The Sharks are a better team than those stats show. They just had one of the toughest first round matchups of anyone in the league.
Meanwhile, the Avalanche haven’t been a great team by underlying numbers for a long time, but this year they were solid. In the first round they faced off against one of the best even strength teams in the league and completely dismantled them tactically in one of the most dominant performances I’ve ever witnessed by an eighth seed.
The Avalanche reminded me of the 2012 Los Angeles Kings in a way, but those Kings were surging beasts and it was obvious heading into the playoffs. The Avalanche were just good by most measures, and they were easily the best team in the NHL in the first round.
I’m not sure if a team has ever controlled 71 per cent of the passes to the slot in a playoff series, especially in the salary cap era, but the Avs buried the Flames to an extraordinary degree. It wasn’t even close.
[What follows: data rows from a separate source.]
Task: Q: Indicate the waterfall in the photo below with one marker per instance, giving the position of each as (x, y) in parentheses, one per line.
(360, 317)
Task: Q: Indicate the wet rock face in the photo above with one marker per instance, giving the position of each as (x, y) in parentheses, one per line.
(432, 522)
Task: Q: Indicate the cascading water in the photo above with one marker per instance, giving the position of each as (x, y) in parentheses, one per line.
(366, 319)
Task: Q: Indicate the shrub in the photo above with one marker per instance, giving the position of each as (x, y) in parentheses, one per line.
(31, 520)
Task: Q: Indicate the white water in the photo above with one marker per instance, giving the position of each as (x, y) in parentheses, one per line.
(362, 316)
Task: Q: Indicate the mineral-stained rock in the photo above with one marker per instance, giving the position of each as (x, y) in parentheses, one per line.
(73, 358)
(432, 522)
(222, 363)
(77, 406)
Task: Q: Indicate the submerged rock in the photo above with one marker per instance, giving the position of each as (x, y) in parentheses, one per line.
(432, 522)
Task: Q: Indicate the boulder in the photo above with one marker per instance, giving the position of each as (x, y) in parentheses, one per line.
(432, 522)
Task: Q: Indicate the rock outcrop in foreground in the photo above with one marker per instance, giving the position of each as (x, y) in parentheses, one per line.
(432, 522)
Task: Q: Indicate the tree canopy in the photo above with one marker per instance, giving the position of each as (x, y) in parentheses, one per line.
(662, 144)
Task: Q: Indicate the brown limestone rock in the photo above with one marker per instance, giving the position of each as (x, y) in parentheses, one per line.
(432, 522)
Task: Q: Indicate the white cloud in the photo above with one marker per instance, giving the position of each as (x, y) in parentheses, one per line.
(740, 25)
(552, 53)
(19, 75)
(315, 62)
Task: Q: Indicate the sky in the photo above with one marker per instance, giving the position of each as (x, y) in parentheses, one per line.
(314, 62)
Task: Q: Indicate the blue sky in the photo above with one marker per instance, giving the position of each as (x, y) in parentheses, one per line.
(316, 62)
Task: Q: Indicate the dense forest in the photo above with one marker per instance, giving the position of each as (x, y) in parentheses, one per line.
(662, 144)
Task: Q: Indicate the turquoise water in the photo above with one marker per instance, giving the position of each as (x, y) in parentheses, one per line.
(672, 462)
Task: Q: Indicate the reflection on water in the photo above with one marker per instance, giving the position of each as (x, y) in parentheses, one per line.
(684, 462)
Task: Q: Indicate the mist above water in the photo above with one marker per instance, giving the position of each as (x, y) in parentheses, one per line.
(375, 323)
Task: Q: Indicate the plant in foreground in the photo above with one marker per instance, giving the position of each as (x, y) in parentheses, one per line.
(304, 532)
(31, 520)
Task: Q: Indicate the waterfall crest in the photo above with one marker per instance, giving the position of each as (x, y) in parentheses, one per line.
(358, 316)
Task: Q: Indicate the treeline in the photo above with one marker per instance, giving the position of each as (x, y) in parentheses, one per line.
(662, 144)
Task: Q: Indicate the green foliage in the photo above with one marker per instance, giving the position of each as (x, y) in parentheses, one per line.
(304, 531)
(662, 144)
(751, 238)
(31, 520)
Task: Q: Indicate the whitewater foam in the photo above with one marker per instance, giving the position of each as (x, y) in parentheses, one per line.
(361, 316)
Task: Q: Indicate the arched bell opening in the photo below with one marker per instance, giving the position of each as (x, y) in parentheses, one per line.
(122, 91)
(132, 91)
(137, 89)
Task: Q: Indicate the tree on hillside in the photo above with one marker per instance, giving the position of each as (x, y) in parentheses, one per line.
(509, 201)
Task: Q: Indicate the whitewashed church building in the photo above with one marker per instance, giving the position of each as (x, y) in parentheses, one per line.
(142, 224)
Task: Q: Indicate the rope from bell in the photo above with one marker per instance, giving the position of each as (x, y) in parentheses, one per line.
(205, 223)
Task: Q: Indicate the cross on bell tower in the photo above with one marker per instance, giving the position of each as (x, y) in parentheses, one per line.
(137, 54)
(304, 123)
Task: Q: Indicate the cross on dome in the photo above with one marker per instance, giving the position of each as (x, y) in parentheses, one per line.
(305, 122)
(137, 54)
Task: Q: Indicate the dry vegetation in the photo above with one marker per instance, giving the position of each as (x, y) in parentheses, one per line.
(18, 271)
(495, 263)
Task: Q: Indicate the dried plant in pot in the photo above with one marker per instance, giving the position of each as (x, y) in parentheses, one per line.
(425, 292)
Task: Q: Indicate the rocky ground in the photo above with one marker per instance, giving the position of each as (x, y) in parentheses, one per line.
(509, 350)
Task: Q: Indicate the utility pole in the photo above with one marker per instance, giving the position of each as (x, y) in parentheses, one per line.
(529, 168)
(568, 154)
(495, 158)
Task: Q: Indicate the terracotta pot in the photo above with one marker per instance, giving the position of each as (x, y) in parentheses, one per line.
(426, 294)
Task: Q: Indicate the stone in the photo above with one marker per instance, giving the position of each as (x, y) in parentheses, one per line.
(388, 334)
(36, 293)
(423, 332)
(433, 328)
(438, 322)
If Jared Bednar and his coaching staff are as prepared for the Sharks as they were for the Flames, don’t be surprised if they pull off another upset.
Speaking of the Avalanche, that brings us to our spotlight performer. It’ll be a quicker breakdown than usual this week, but holy cow Nathan MacKinnon.
MacKinnon led the Avalanche in scoring chances created per 20 minutes at 5-on-5 with 8.75 in the series. Only Patric Hornqvist and Timo Meier got off more shots from the slot in the first round — MacKinnon fired off 4.61 every 20 minutes he was on the ice.
Off the rush, only Jordan Eberle got more scoring chances than MacKinnon, and MacKinnon did it against top checkers.
We already know that the Avs dominated passes to the slot in the series, but MacKinnon, playing tough minutes and counted on to be the primary offensive catalyst, was also phenomenal defensively. The Avalanche controlled 77.2 per cent of the passes to the slot while he was on the ice, which is honestly absurd.
A lot of what MacKinnon does is difficult to quantify because so much of it is about creating odd-man situations with speed and strength, but his importance to Colorado is obvious.
First in scoring chances, first in scoring chances created, first in controlled entries, first in controlled exits, first in chances off the rush — all the while playing power on power or tough matchup minutes. MacKinnon has been everything you could want in a franchise player.